Esta afirmação política poderia, por si só, definir a Autonomia Regional. Porque, apesar de a nossa geografia ser insular, a nossa identidade e a nossa vocação são efetivamente globais. É essa dimensão que garante o nosso sucesso.
Se dúvidas houvesse, a ideia ficou bem vincada na Conferência Açores–Madeira sobre os “50 Anos de Autonomia nas Comunidades”. Ficou claro que as autonomias insulares não se esgotam no território físico das Regiões: estendem-se à sua extensão humana no mundo.

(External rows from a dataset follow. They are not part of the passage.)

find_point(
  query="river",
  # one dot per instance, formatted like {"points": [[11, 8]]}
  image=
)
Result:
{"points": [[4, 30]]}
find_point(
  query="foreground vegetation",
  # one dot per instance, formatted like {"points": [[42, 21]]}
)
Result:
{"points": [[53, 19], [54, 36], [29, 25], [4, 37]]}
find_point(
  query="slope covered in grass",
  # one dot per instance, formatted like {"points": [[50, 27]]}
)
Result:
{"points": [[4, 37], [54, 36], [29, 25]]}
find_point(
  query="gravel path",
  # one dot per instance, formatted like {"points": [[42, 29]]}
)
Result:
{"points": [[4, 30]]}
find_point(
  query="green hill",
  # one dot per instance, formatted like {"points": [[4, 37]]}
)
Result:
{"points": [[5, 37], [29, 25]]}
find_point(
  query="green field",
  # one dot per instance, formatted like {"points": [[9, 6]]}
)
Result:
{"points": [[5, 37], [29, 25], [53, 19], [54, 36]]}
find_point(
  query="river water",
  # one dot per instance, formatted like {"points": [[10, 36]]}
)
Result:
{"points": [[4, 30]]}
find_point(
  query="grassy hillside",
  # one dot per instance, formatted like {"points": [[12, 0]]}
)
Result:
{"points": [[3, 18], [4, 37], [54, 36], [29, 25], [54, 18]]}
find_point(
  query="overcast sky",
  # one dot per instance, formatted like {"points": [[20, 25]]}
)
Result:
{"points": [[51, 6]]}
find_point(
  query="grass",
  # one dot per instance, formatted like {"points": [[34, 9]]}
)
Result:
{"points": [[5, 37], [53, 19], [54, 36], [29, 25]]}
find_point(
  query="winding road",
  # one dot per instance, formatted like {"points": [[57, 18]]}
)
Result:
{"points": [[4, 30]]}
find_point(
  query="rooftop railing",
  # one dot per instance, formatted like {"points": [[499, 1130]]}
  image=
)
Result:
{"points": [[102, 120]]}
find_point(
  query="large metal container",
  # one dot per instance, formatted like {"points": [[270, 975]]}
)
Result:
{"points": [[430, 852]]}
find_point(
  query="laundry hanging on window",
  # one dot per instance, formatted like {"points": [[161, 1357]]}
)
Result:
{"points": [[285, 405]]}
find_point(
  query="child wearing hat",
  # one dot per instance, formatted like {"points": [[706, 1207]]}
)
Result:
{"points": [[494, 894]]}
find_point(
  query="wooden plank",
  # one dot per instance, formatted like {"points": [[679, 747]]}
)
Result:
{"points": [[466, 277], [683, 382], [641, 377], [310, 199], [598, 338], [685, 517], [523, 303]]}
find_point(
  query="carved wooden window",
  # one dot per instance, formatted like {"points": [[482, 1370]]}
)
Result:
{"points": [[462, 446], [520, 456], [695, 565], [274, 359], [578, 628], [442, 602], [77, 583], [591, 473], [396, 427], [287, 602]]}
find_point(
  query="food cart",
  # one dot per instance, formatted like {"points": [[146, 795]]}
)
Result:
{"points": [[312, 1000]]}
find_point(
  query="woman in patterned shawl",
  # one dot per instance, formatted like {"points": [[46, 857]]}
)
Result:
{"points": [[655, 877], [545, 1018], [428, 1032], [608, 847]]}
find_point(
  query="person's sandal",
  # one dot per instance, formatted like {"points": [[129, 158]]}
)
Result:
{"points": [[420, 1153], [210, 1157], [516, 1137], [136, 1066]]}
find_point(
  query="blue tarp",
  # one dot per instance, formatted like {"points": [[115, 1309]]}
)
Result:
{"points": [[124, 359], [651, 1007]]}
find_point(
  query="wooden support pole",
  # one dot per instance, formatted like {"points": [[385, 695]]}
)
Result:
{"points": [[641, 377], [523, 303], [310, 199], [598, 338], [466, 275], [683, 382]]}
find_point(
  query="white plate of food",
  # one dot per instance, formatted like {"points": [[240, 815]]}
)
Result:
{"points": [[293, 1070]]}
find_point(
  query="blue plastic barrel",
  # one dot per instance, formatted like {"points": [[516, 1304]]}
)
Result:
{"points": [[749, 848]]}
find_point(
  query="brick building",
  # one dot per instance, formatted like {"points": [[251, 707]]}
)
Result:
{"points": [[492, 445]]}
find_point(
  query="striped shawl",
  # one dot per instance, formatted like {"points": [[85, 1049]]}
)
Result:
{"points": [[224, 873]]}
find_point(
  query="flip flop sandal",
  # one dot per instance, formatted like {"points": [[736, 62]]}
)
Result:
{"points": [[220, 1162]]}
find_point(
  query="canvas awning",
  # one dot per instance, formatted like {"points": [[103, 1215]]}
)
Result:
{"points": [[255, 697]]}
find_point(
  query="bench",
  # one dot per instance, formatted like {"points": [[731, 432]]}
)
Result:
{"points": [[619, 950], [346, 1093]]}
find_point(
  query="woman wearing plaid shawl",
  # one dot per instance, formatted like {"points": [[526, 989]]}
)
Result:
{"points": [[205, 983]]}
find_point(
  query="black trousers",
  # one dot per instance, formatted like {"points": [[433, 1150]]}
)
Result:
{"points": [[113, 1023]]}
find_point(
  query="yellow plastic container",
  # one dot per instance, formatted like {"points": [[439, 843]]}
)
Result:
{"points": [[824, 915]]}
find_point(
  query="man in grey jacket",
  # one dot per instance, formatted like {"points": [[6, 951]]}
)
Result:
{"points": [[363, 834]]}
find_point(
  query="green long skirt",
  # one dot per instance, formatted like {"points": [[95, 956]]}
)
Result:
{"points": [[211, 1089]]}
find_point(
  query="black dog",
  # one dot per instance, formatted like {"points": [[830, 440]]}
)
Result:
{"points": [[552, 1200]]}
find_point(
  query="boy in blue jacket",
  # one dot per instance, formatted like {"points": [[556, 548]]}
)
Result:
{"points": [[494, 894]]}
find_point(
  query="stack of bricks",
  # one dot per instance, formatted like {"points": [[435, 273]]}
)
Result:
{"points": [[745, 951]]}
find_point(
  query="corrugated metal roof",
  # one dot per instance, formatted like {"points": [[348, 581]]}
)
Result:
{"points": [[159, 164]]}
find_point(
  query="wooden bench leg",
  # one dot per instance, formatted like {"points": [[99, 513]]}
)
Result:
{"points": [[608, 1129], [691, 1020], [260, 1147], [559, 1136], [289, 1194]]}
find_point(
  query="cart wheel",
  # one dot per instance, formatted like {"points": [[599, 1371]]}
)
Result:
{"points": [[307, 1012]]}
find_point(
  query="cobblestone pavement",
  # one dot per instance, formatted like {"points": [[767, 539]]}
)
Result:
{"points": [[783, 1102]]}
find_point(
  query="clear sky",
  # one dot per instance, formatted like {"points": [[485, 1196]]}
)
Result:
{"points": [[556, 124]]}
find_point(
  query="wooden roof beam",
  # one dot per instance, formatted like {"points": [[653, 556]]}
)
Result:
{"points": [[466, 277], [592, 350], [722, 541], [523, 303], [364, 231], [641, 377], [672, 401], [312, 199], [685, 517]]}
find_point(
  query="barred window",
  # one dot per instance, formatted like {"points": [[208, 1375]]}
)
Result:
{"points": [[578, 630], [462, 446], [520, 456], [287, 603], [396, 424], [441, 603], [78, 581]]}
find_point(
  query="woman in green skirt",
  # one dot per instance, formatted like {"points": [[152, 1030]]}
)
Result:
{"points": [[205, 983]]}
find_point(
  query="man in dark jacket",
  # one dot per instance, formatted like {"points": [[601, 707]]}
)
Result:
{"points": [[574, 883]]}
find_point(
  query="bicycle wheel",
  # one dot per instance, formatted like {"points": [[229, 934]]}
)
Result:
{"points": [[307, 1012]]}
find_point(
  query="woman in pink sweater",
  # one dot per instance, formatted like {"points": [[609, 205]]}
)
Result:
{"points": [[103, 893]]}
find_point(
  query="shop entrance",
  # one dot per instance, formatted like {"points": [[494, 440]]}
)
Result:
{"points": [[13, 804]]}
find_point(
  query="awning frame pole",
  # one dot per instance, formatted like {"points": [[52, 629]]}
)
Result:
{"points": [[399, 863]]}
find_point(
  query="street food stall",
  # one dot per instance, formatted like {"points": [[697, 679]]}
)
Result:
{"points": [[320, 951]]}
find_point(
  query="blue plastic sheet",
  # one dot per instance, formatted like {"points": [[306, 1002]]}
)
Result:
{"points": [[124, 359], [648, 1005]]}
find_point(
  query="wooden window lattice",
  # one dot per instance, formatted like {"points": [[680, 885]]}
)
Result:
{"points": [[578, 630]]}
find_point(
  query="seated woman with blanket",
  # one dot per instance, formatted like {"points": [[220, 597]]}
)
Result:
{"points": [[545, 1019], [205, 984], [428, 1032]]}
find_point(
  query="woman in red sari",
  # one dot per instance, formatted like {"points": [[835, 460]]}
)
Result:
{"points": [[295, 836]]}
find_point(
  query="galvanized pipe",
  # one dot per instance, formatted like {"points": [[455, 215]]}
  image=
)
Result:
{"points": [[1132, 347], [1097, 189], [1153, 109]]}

No encontro, com sessões nos palcos atlânticos de Ponta Delgada e do Funchal, reafirmou-se também uma verdade essencial: a Autonomia, determinante para o progresso das Regiões e para o sucesso das nossas comunidades, não nos foi oferecida. Foi conquistada. Exigiu visão estratégica, coragem política e capacidade para enfrentar centralismos profundamente enraizados na sociedade e na classe política da metrópole. E continua a exigir das lideranças regionais ousadia e a consciência de que nunca nada nos será dado. Governar estas ilhas é, também, governar distâncias.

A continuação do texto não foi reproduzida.